Senate Republican leadership, key conservatives and an important moderate Democrat have united on legislation to reform the miscellaneous tariff bill in a way they hope nullifies the ban on earmarks that could ensnare it, Sen. Rob Portman (R-Ohio) told reporters today.
Portman, along with Minority Leader Mitch McConnell (R-Ky.), Minority Whip Jon Kyl (R-Ariz.) and Sens. Jim DeMint (R-S.C.) and Claire McCaskill (D-Mo.), is introducing a bill that would instruct the International Trade Commission to “pre-screen” duty suspension proposals that make up the MTB. Portman indicated that Sens. Roy Blunt (R-Mo.) and John Thune (R-S.D.) worked with him on the bill, but they are not yet co-sponsors.
Portman, a former U.S. trade representative, said the reforms in the bill mean the resulting tariff legislation would not violate House and Senate bans on earmarks and “cleans up a lobbyist-driven process.”
But the approach undercuts House Ways and Means Chairman Dave Camp (R-Mich.), who has argued strenuously that no such reforms are necessary to bypass the earmark ban.
“The current MTB process already has strong support among conservatives, 65 House GOP freshmen and broad bipartisan support in the House and Senate. Chairman Camp is committed to ensuring that our nation’s job creators are not hit with tax increases at the end of the year,” Camp spokeswoman Sarah Swinehart said.

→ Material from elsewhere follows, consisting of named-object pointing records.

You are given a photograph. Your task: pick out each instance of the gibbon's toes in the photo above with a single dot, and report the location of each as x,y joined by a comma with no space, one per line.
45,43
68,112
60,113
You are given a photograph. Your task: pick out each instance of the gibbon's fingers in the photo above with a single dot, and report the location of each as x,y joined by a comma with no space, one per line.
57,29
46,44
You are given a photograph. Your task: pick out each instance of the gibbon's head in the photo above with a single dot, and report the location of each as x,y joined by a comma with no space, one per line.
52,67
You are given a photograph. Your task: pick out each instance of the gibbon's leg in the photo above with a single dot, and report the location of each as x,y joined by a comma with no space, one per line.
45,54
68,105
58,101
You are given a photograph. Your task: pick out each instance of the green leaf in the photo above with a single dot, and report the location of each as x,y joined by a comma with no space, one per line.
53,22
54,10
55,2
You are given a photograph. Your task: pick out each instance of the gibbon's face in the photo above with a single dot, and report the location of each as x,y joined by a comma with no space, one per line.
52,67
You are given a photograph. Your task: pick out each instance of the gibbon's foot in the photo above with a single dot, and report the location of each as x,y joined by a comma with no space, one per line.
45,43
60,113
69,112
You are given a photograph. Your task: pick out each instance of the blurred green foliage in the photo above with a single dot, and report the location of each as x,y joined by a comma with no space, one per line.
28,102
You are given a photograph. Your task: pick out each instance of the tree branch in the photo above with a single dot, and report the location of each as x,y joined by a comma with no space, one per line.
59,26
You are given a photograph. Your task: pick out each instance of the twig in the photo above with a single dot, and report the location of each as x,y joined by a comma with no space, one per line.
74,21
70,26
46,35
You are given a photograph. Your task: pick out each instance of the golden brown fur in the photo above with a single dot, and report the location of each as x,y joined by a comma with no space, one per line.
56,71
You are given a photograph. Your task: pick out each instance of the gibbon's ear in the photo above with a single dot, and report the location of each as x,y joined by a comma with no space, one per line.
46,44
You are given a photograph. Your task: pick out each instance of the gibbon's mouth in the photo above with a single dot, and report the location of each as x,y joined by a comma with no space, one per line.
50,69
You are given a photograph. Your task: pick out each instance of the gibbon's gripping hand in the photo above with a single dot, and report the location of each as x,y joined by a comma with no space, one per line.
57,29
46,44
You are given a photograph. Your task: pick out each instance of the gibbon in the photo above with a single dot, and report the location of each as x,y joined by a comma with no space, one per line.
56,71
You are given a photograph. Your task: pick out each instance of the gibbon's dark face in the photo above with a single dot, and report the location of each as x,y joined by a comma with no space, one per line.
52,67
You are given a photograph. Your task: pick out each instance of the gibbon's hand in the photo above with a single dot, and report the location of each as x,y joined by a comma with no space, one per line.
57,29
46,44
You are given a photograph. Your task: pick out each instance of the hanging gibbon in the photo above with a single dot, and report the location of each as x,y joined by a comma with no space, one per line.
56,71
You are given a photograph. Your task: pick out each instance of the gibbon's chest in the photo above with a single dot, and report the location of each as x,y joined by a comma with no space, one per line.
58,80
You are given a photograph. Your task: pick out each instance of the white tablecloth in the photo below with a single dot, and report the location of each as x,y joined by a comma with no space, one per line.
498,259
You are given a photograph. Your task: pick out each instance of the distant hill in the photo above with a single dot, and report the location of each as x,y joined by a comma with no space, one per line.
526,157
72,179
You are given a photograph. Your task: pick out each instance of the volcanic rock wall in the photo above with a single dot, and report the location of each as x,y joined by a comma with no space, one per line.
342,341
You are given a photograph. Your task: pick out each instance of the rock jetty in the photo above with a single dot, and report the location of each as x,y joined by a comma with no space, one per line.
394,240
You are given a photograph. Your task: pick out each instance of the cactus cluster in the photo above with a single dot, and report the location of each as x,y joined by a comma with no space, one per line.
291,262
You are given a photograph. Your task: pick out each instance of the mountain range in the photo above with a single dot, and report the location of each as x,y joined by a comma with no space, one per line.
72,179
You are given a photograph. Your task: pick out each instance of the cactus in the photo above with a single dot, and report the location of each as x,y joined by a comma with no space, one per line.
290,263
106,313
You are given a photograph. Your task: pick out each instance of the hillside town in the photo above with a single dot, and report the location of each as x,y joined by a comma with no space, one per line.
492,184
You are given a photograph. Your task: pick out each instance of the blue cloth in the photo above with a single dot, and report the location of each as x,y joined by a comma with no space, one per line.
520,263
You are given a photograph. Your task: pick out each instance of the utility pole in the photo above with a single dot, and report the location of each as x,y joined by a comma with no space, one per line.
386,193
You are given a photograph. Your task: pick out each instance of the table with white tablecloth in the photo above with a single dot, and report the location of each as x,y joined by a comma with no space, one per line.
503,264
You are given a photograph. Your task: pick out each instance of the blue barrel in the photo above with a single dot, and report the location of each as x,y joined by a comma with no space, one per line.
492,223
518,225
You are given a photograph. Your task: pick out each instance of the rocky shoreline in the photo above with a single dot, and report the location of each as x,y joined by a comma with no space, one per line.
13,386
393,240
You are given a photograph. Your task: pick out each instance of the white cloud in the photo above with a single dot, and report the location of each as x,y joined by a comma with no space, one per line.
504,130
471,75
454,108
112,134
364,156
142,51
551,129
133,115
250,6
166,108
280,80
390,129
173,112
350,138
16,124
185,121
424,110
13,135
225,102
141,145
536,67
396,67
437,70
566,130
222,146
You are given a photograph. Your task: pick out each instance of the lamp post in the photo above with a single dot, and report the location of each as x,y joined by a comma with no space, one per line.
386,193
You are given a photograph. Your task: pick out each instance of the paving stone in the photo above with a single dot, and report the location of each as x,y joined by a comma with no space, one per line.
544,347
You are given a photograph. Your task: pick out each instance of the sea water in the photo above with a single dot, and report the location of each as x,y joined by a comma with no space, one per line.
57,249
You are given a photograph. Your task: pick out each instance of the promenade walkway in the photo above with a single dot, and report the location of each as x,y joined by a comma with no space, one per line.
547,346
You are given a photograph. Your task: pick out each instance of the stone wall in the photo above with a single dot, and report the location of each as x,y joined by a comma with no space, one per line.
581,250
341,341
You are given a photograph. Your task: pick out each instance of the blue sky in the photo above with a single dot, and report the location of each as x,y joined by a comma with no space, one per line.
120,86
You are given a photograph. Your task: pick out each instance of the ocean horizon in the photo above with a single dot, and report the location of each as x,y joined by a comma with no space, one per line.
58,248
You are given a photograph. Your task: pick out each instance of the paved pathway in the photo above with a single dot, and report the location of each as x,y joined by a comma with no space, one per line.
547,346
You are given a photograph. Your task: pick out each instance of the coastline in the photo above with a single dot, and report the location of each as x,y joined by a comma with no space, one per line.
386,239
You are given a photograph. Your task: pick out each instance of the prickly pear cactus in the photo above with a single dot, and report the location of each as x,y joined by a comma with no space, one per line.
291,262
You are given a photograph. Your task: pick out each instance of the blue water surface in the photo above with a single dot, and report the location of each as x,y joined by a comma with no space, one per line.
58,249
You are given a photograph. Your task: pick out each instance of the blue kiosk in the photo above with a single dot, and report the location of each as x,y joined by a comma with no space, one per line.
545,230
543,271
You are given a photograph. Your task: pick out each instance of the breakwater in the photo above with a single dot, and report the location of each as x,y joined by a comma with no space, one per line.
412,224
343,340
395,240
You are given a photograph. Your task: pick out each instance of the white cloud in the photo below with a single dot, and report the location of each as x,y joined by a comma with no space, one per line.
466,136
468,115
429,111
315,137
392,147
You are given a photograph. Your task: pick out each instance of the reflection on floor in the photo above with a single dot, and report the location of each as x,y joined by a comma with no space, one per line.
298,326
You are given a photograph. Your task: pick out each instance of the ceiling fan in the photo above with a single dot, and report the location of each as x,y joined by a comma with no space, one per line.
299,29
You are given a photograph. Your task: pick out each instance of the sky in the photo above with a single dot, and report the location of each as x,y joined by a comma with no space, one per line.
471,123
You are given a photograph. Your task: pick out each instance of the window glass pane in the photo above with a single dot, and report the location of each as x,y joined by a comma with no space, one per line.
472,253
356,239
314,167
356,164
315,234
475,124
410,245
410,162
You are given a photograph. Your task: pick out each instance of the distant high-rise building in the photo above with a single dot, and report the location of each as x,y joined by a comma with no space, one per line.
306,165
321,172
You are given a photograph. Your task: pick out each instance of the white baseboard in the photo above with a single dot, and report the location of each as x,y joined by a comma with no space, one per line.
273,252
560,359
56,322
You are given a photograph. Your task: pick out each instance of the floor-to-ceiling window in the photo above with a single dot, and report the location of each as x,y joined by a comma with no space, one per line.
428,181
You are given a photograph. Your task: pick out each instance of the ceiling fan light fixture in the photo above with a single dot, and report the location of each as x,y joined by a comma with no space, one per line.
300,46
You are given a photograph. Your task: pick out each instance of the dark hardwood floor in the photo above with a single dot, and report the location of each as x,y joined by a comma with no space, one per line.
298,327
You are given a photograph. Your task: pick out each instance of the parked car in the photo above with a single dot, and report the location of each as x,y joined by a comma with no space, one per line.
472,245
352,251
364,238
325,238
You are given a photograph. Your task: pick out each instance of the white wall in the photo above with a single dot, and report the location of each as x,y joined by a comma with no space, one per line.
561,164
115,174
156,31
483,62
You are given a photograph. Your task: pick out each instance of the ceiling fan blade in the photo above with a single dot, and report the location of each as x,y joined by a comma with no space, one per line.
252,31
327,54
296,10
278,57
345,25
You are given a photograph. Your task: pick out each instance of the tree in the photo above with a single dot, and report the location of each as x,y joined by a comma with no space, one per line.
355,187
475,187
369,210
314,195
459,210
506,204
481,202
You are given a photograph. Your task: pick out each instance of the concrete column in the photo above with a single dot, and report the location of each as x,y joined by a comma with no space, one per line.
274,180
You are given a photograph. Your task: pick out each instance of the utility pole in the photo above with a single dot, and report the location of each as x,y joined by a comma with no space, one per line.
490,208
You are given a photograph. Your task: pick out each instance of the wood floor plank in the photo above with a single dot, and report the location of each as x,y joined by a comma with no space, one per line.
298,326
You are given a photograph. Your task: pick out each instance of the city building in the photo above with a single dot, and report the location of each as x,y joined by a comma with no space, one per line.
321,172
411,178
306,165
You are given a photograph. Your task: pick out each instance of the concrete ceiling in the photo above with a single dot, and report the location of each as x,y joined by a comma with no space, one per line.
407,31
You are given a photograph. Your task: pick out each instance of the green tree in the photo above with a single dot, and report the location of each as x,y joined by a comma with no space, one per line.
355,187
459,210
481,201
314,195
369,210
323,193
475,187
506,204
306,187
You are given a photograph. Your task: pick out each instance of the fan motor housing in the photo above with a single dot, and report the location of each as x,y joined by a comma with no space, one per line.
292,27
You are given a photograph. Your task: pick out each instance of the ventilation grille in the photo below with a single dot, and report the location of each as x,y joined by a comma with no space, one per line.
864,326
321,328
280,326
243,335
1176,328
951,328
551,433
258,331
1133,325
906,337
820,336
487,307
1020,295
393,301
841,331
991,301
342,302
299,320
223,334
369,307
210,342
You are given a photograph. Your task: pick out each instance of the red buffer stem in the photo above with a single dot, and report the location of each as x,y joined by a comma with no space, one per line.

The Portman bill, which tweaks an earlier bill introduced by DeMint and McCaskill, might offer the most plausible route toward passage of an MTB after conservatives raised concerns that Camp’s proposed legislation would violate the ban.
That’s particularly so because it has the vigorous support of DeMint, a conservative icon that could quiet any concerns on the right.
“I strongly support this bipartisan proposal and am thankful to Senators Portman and McCaskill for their work. It’s a critical step forward for earmark reform that will break down unnecessary barriers to small businesses seeking tariff relief.,” DeMint said in a statement.
However, the Senate bill would need Camp’s approval, especially since revenue bills must originate in the House.
The Portman bill would grant significant new authority to the ITC and allow anyone — not just lawmakers — to propose a duty suspension that would then be screened by the commission.
Camp may not be willing to part with that authority.